This post provides highlights of IOSCO’s consultation paper on ETFs published Wednesday, March 14. The short version is that there isn’t much new here; this is largely a rehash of other government ETF white papers and reports issued over the last two years. Some of the nuances are more developed however. Readers interested in a closer dissection of the major issues for securities finance and collateral management should check out Finadium’s September 2011 report here.
Regulators should encourage all ETFs, in particular those that use or intend to use more complex strategies, or other complex techniques, to assess the accuracy and completeness of their disclosure, including whether the disclosure is presented in an understandable manner and whether it addresses the nature of risks associated with such strategies or techniques.
Means of implementation:
Regulators might address this concern by requiring an ETF to provide disclosure in its prospectus, in offering documents, or in other disclosure documents, that reflects its actual operations, particularly its use of complex strategies, investments in derivatives, or securities lending agreements.
ETFs also may engage in securities lending activities. In the case of index-based ETFs, such activities may result in returns that can partly offset the ETF’s management fee, helping the ETF to better track its benchmarks and may, subject to the split of revenues from such activities between the ETF operator and the ETF’s shareholders, therefore improve the ETF’s performance.
Regulators should encourage disclosure requirements that would enhance the transparency of information available with respect to the material lending and borrowing of securities.
While the FSB noted concerns with regard to ETF securities lending, this issue is not specific or inherent to ETFs, but to a much broader scope of products and/or activities. Moreover, the scope and scale of ETF securities lending activity differs across jurisdictions and even among ETFs within the same jurisdiction. In some jurisdictions, there are restrictions on the amount of securities that may be loaned. In other jurisdictions where a significant amount of securities may be loaned, regulators could require specific disclosure, for example, to help to manage conflicts of interest that could arise when such revenues accrue (at least in part) to the ETF’s operator. Such disclosure should be designed to help investors understand whether revenues are received by parties other than the fund or its investors (e.g., a lending agent). Such disclosure arguably becomes even more significant where ETFs are marketed to retail investors as having low (or no) management fees. Another option, if securities lending revenue represents a significant source of return, would be to require disclosure of gross returns from securities lending from other sources of fund income designed to allow investors to assess how such revenues have contributed to the performance of the ETF and to assess the efficiency of the ETF’s operator in distributing such revenues to other service providers such as a securities lending agent. Such disclosure would allow the ETF’s operator to inform, investors about the major trade-offs the ETF may have to balance when handling such revenues or how such revenues might be shared between the ETF and its operator. Such additional disclosure might also be desirable when dividend management leads to specific tax treatment and/or to risk-return trade-offs that may materially impact the ETF’s performance (e.g., when the ETF’s operator manages dividends actively by using, for instance, dividend options). In addition, it could help investors to assess counterparty risks to which they may be exposed, especially when an ETF lends its assets in order to optimize its returns.
Conflicts of Interest
Conflicts of interest also may arise in the context of securities lending if the lending agent is an affiliate of the CIS. For example, the lending agent could charge the CIS fees that are higher than it charges to non-affiliates or provide services, the nature and quality of which are not as high as to those provided by other unaffiliated service providers.

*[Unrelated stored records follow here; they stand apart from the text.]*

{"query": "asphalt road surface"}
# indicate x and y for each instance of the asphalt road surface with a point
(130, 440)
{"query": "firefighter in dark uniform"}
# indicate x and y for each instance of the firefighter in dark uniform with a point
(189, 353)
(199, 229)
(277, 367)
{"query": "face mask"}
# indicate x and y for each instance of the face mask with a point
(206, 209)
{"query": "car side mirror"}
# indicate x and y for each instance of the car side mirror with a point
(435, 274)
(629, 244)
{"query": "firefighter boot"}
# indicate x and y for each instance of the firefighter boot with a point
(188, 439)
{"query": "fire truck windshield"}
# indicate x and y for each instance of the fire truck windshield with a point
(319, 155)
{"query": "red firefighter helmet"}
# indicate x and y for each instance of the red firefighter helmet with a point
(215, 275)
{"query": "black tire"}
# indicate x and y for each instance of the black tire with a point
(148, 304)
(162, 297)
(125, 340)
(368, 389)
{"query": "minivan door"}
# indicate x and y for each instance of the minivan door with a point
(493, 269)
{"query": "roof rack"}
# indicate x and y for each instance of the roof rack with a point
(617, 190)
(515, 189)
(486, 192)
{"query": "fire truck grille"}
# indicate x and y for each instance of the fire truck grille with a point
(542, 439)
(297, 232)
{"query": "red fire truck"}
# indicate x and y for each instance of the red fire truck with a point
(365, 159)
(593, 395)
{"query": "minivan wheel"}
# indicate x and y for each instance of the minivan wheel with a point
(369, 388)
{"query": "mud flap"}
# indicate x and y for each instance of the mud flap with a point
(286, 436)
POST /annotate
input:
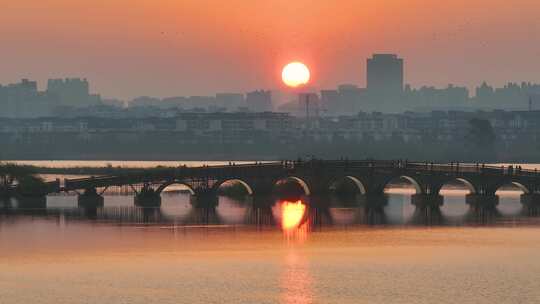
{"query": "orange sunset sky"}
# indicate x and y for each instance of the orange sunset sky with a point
(128, 48)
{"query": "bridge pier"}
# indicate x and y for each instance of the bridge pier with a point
(148, 197)
(431, 201)
(373, 200)
(531, 204)
(90, 199)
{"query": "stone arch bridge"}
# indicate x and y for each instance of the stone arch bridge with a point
(316, 178)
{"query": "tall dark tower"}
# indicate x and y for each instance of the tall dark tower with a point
(385, 74)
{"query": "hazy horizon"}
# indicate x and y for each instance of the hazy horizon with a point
(165, 48)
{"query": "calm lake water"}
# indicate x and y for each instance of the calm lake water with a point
(283, 252)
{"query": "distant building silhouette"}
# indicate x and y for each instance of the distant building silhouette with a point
(72, 92)
(384, 81)
(385, 74)
(259, 101)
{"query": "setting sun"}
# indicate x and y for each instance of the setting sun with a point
(295, 74)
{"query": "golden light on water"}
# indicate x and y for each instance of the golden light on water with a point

With regard to securities lending, regulators could require the CIS operator to obtain quotes from non-affiliates or otherwise ensure that fees are fair and reasonable and that the affiliate can provide services equal to those provided by non-affiliates.
Physical replication ETFs
Additionally, jurisdictions might consider requiring appropriate disclosure of ETFs risk management policies with regard to securities lending, as well as of their lending agent(s).
Question for the consultation: Are there particular financial stability concerns raised by ETFs that are not addressed by this paper?
a) Securities lending
Securities lending is not exclusive to ETFs or even to CIS but rather occurs on a global scale in other areas of the financial industry, and its systemic implications remain to be better quantified. Greater recourse to securities lending could raise concerns in the absence of appropriate safeguards as to counterparty and liquidity risks, which would tend to materialise particularly in the presence of liquidity shocks. For instance, [in some jurisdictions,] where securities lending is particularly prevalent, there could be a risk of a market squeeze in the underlying securities if lenders were to suddenly recall on-loan securities on a large scale in order to meet redemptions. Such trends have also recently prompted the new European Securities and Markets Authority (ESMA) to draft new policy orientation guidelines on these matters. In this regard, the FSB is currently working on a set of policy recommendations in the area of shadow banking, with a work steam also dedicated to study the systemicimplications of securities lending and repo well beyond the ETF/fund management industry.